The screen shimmered, like an old man clearing his throat before expounding on some anecdote, then a new body of print appeared. Jamie grew more puzzled as he read it through.
WEIRDIN. ORACULAR DEVICE SIMILAR TO EGYPTIAN TAROT OR CHINESE BOOK OF CHANGES. COMPRISED OF SIXTY-ONE TWO-SIDED FLAT ROUND DISCS MADE OF BONE, WITH AN IMAGE CARVED ON EITHER SIDE: ONE HUNDRED AND TWENTY-TWO IMAGES IN ALL. DIVIDED INTO THIRTEEN PRIME; TWENTY-THREE SECONDARY (FIFTEEN FIRST RANK AND EIGHT SECOND RANK); AND TWENTY-FIVE TERTIARY (NINE STATIC AND SIXTEEN MOBILE).

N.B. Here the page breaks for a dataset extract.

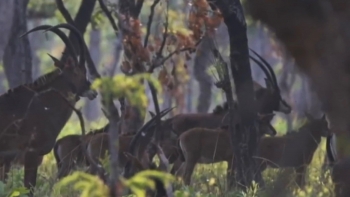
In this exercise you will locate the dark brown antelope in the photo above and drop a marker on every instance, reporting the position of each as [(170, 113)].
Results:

Screened images began to appear on the screen, showing either side of a round disc with a description to the right of the image. As they started at the bottom of the screen and slowly drifted upwards to disappear into the topmost portion, Jamie stared. He typed a request and Memoria started the images again from the beginning. As the first hit center screen, Jamie pushed hold. There it was. The ribbonwork, antlers on one side, quarter moon on the other. Sara's bone disc.
The legend to the right read:
PRIME ONE
A] THE HORNED LORD— LORD OF ANIMALS AND THE WORLD'S WOOD; ASPECT OF CERNUNNOS, PAN, ETC.; SUPERNATURAL POWER, PROTECTION.